Kinetic modeling reveals a common death niche for newly formed and mature B cells

Affiliations

Kinetic modeling reveals a common death niche for newly formed and mature B cells

Gitit Shahaf et al. PLoS One. .

Abstract

Background: B lymphocytes are subject to elimination following strong BCR ligation in the absence of appropriate second signals, and this mechanism mediates substantial cell losses during late differentiation steps in the bone marrow and periphery. Mature B cells may also be eliminated through this mechanism as well as through normal turnover, but the population containing mature cells destined for elimination has not been identified. Herein, we asked whether the transitional 3 (T3) subset, which contains most newly formed cells undergoing anergic death, could also include mature B cells destined for elimination.

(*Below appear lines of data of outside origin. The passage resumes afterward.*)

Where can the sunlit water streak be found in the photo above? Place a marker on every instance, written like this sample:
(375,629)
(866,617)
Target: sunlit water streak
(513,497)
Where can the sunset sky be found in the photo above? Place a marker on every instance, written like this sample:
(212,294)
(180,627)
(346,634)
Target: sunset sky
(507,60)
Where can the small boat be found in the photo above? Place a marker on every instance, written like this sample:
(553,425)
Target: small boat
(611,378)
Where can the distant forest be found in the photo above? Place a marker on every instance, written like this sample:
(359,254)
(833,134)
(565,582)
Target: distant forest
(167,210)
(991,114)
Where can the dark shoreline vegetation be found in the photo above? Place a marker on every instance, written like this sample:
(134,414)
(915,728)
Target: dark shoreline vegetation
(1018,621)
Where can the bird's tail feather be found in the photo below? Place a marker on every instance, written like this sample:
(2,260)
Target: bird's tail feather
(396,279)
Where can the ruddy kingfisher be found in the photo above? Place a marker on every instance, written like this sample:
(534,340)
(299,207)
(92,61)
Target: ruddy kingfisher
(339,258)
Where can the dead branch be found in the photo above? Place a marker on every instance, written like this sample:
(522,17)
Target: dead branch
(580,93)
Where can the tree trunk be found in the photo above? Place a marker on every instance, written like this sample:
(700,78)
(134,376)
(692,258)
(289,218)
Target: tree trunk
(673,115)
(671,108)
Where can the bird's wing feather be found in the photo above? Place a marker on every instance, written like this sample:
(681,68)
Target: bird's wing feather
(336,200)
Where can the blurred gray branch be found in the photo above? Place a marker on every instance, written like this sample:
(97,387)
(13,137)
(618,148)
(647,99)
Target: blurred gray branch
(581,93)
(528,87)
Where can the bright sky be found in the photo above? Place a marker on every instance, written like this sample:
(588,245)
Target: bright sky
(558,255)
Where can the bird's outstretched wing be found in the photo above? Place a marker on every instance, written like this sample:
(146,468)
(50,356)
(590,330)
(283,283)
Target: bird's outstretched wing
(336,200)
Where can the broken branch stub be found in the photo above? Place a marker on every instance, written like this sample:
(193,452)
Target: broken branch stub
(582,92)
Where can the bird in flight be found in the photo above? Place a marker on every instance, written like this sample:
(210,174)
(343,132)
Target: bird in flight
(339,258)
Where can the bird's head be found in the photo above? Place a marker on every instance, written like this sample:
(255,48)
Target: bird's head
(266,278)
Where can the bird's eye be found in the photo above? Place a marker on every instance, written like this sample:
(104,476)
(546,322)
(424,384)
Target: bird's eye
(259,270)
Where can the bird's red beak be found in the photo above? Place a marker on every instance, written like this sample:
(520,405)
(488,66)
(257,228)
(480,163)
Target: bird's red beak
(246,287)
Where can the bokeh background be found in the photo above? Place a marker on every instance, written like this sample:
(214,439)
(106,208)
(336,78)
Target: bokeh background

Methodology/principal findings: To interrogate this hypothesis and its implications, we applied mathematical models to previously generated in vivo labeling data. Our analyses reveal that the death rate of T3 B cells is far higher than the death rates of all other splenic B cell subpopulations. Further, the model, in which the T3 pool includes both newly formed and mature primary B cells destined for apoptotic death, shows that this cell loss may account for nearly all mature B cell turnover.

Conclusions/significance: This finding has implications for the mechanism of normal mature B cell turnover.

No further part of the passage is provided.